What is Grass (GRASS)?

Grass (GRASS) is a decentralized network that takes unused internet bandwidth and uses it to gather information from the public web. This information is then used to train large language models (LLMs), which are AI algorithms capable of understanding and generating text, just like a human would. Grass is crucial in helping AI labs access the massive amounts of data required to create these models.

Think of LLMs as the brain behind AI. They process billions of words and phrases from the internet to learn how language works. The more data they have, the smarter they get. Grass provides a continuous stream of public web data, ensuring that AI models stay up-to-date and improve over time.

Who Created Grass (GRASS)?

Grass is the product of a talented team of engineers and AI enthusiasts, but their individual names are not publicly known. Instead of focusing on the people behind it, Grass has built its reputation through its powerful technology and network. At the moment, Grass has attracted more than 2 million active nodes.

What VCs Back Grass (GRASS)?

Grass has generated a lot of excitement, and recently completed a $3.5 million seed round. This funding will help grow the network and make it even more powerful. The seed round was led by Polychain Capital and Tribe Capital, two major venture capital firms. Other notable investors include Bitscale Capital, Big Brain VC, Mozaik Capital, Advisors Anonymous, Typhon V, etc. With this impressive list of investors, Grass is set to make significant strides in the AI industry. These funds will help Grass expand its network, improve its data-gathering capabilities, and support its mission to train better AI models.

How Grass (GRASS) Works

Grass works by collecting unused internet bandwidth from users who choose to run a Grass node. A node is just a fancy term for the part of the network that handles data. People who join the Grass network allow the system to access their extra bandwidth, which helps AI labs collect data from across the web. This data is then processed and fed into AI models to help them learn.
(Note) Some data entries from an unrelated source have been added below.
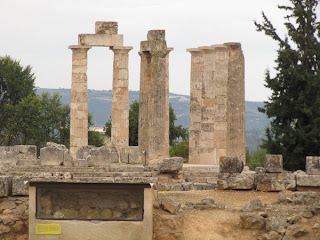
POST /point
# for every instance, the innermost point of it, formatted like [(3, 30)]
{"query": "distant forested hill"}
[(100, 107)]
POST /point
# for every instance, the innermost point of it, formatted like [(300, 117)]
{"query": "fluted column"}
[(236, 102), (154, 97), (144, 102), (79, 99), (120, 97), (195, 104)]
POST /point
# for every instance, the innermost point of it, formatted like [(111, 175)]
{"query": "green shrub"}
[(256, 158), (180, 149)]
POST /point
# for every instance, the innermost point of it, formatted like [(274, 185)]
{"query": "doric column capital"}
[(79, 48), (117, 49)]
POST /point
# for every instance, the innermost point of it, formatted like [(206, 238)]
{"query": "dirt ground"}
[(221, 224), (231, 199)]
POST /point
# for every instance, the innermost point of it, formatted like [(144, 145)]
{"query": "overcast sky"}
[(38, 33)]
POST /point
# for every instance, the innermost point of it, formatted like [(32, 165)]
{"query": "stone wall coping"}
[(193, 50), (79, 46), (122, 48), (116, 180)]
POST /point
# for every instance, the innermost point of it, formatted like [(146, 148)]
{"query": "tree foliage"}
[(294, 103), (175, 132), (26, 118)]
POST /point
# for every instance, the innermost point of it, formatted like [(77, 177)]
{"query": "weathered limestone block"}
[(79, 99), (24, 162), (26, 151), (8, 154), (14, 218), (173, 164), (236, 181), (105, 40), (20, 185), (231, 165), (313, 165), (275, 182), (260, 170), (80, 163), (274, 223), (167, 226), (273, 163), (83, 152), (102, 156), (252, 221), (308, 180), (154, 97), (55, 155), (133, 152), (120, 97), (106, 27), (170, 205), (51, 156), (5, 186), (254, 205), (217, 113)]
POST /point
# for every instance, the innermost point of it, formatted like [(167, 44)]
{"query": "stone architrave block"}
[(51, 156), (20, 185), (230, 165), (106, 27), (252, 221), (236, 181), (173, 165), (102, 156), (67, 159), (8, 154), (273, 163), (275, 182), (83, 152), (28, 152), (313, 165), (55, 155), (5, 186), (260, 170), (308, 180), (134, 156), (102, 40)]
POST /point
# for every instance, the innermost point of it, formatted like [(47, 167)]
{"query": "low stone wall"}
[(14, 215)]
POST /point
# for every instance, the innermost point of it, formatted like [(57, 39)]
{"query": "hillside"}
[(100, 107)]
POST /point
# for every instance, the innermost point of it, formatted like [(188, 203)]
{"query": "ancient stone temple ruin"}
[(217, 103), (106, 35), (154, 96)]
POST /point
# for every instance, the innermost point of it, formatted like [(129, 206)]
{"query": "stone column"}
[(236, 102), (154, 97), (208, 104), (120, 97), (144, 102), (195, 104), (79, 99)]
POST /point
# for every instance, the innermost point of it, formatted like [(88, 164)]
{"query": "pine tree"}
[(294, 105)]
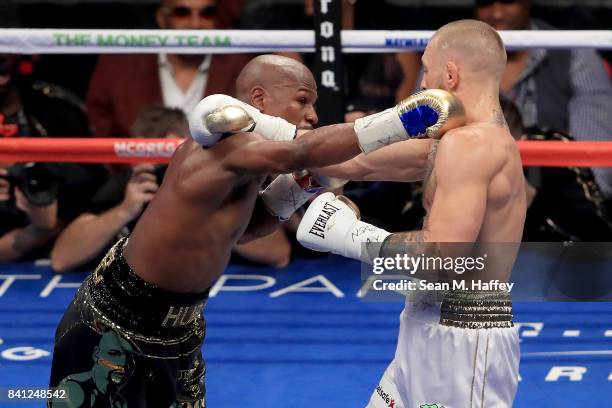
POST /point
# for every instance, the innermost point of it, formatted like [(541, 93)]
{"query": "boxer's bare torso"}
[(183, 240), (499, 171)]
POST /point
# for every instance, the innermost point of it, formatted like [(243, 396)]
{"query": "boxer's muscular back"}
[(500, 169), (184, 239)]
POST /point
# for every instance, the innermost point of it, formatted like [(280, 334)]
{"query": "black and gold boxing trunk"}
[(126, 343)]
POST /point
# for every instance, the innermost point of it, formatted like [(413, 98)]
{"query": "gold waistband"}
[(476, 309)]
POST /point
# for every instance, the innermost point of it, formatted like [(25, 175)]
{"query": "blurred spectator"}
[(564, 90), (123, 84), (564, 203), (36, 200), (117, 205)]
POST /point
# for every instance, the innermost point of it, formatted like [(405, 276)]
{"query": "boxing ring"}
[(300, 336)]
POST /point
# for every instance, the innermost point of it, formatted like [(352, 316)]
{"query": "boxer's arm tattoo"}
[(410, 243)]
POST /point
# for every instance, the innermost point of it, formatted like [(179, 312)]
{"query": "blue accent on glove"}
[(415, 121)]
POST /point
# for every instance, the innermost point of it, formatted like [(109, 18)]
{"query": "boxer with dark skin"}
[(150, 290), (208, 196)]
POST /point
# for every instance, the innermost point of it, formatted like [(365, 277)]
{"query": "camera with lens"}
[(39, 182)]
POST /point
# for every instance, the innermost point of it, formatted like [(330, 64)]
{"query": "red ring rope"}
[(98, 150)]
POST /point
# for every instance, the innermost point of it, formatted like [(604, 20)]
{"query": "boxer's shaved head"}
[(269, 71), (279, 86), (465, 52)]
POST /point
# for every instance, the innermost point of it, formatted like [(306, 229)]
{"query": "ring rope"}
[(83, 41), (132, 150)]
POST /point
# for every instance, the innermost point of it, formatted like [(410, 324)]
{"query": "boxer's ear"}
[(451, 76), (257, 98)]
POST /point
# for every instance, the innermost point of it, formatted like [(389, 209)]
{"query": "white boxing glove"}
[(219, 114), (288, 192), (331, 224), (429, 113)]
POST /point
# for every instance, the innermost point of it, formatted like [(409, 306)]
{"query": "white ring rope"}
[(74, 41)]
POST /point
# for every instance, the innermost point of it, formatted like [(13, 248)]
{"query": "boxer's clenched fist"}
[(427, 113), (331, 224), (217, 115)]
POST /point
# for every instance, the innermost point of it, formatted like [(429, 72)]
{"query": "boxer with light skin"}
[(150, 289), (474, 193)]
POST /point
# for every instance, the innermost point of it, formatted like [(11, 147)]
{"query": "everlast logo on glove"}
[(318, 228), (385, 396)]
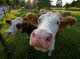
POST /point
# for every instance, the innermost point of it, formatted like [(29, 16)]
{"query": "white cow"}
[(43, 38)]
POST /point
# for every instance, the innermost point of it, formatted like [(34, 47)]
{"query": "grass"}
[(67, 45)]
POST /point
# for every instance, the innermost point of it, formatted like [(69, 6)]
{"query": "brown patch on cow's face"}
[(8, 21), (19, 26)]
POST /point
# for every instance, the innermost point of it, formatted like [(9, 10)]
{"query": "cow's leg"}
[(50, 53)]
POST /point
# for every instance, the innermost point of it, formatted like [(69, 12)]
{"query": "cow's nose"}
[(8, 33)]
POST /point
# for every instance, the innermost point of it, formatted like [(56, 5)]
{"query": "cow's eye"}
[(58, 22)]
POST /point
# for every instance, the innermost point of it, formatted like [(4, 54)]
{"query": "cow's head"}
[(16, 26), (43, 38)]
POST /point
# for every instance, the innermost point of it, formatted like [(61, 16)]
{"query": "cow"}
[(50, 24)]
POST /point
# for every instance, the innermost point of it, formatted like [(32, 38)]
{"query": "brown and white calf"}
[(19, 26), (50, 24), (43, 38)]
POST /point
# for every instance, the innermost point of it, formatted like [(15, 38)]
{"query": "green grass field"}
[(67, 45)]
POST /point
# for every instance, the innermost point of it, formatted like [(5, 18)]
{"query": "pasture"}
[(67, 45)]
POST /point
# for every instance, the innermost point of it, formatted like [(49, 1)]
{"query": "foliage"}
[(39, 4), (67, 45), (67, 5)]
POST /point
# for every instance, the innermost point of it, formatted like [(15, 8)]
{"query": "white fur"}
[(49, 23), (13, 29)]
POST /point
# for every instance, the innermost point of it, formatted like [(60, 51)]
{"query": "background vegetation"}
[(67, 45)]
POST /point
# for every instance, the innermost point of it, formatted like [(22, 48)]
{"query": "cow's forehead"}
[(17, 20)]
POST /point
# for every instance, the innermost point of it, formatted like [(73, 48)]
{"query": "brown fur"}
[(8, 21), (32, 18)]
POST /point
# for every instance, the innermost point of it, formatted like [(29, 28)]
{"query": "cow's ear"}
[(8, 21), (67, 21), (19, 26)]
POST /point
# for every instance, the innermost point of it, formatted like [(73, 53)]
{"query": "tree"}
[(44, 3)]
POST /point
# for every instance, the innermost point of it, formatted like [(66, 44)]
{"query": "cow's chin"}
[(41, 39)]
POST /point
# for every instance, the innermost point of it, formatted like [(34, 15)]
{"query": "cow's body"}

Here’s a simple way to think about it: Imagine you’re watering your garden with a hose. While you water your plants, there’s still a lot of water flowing through the hose that doesn’t get used. Grass takes that extra water (in this case, your unused internet bandwidth) and uses it to help grow massive fields of knowledge for AI labs to harvest.

The Role of Public Data

Grass collects public web data, meaning it scrapes information that is freely available on websites like Wikipedia, Reddit, and news sites. It’s important to know that Grass does not access your personal data or private information. Everything it gathers is already public and can be accessed by anyone with an internet connection.

For example, AI models trained through Grass might analyze news articles to learn about current events, or social media posts to understand how people feel about a certain topic. The goal is to gather as much varied, real-world data as possible so that the AI can generate more accurate and relevant responses.
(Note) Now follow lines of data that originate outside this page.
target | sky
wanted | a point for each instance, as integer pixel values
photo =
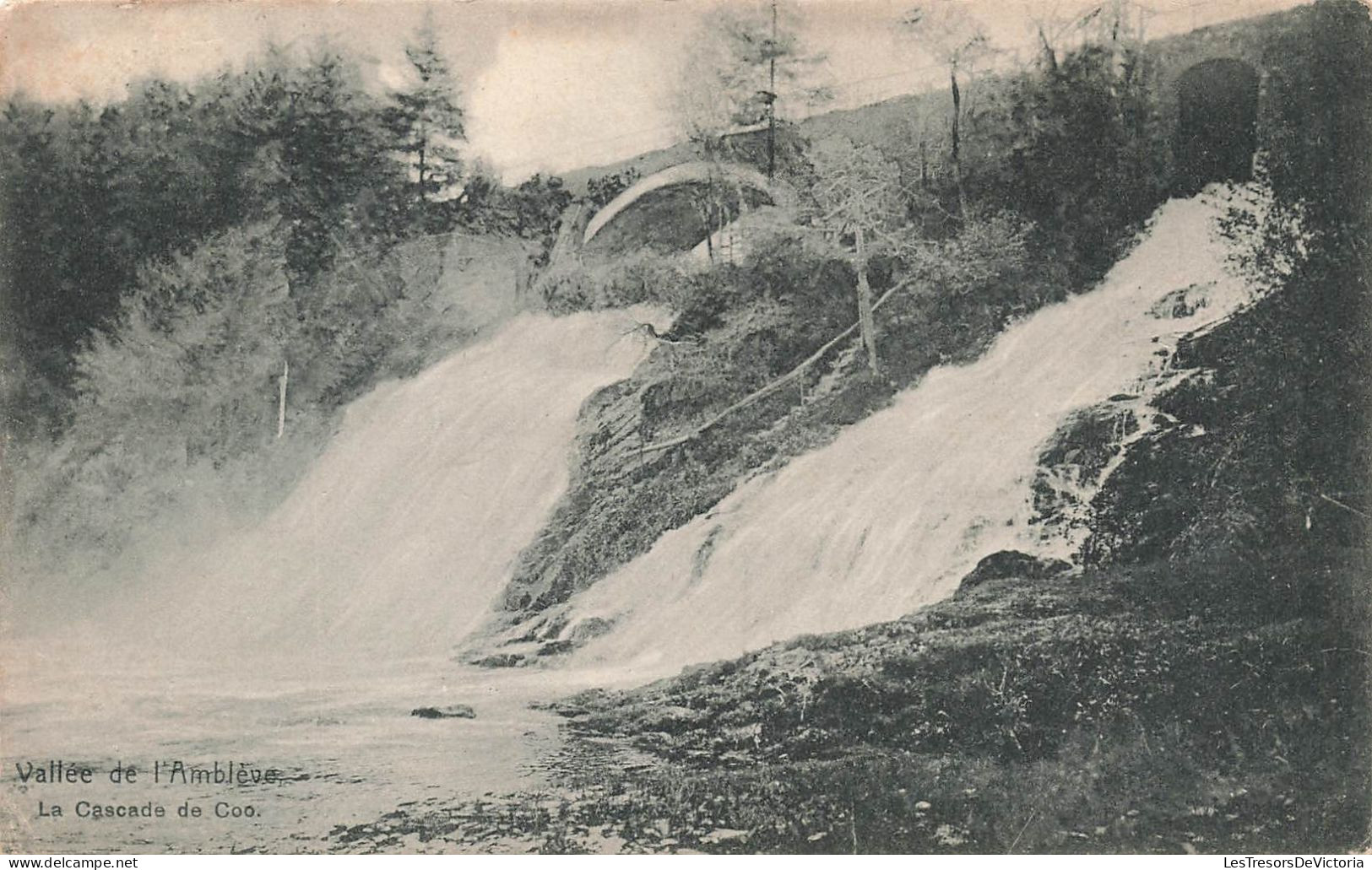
(548, 84)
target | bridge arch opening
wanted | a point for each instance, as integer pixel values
(680, 208)
(1217, 124)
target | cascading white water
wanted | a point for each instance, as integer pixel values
(900, 506)
(402, 534)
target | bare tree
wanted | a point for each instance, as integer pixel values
(858, 194)
(954, 37)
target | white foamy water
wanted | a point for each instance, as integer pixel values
(902, 505)
(401, 536)
(305, 646)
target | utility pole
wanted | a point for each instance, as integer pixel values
(772, 100)
(280, 411)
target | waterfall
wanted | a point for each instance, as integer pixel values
(895, 511)
(401, 537)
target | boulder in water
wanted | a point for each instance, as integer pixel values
(452, 711)
(1011, 565)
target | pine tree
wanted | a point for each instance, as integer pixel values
(426, 124)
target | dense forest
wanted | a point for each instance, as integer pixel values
(166, 258)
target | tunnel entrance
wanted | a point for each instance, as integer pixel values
(1217, 124)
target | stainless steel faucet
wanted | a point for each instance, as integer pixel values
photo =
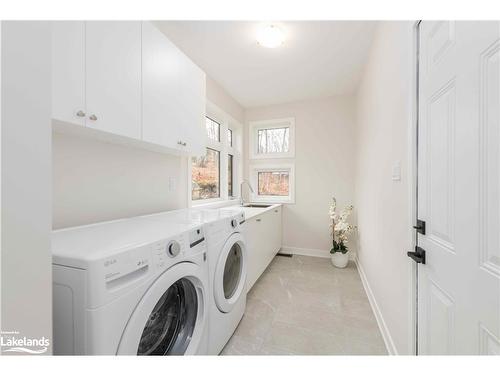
(242, 202)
One of the biggest advantages of Grass is that it taps into real-time data. While some AI models rely on static datasets (like old encyclopedias or textbooks), Grass gives access to constantly updated information. This means AI models can answer questions about current events, trends, and even cultural shifts.

Large Language Models: How AI Learns from Grass

To understand how Grass fits into the AI ecosystem, let’s take a closer look at how large language models (LLMs) work. LLMs are like the brains behind AI chatbots, translators, and virtual assistants. They are trained on huge amounts of text data to learn how language works and how different words relate to each other. This allows them to generate human-like responses when asked a question.

But here’s the tricky part: Training an LLM takes enormous amounts of data. The more text the model reads, the smarter it gets. For instance, if an AI model is trained to understand everything written on Wikipedia, it can answer questions about any topic covered in those articles. However, to get even more accurate, the model needs to read from many different sources and keep up with constantly changing information. This is where Grass shines.

Grass allows AI models to access up-to-date public information by using its network of nodes. The AI labs connected to Grass can then use this data to create better, more accurate LLMs capable of answering all sorts of questions, from simple queries about everyday life to complex scientific problems.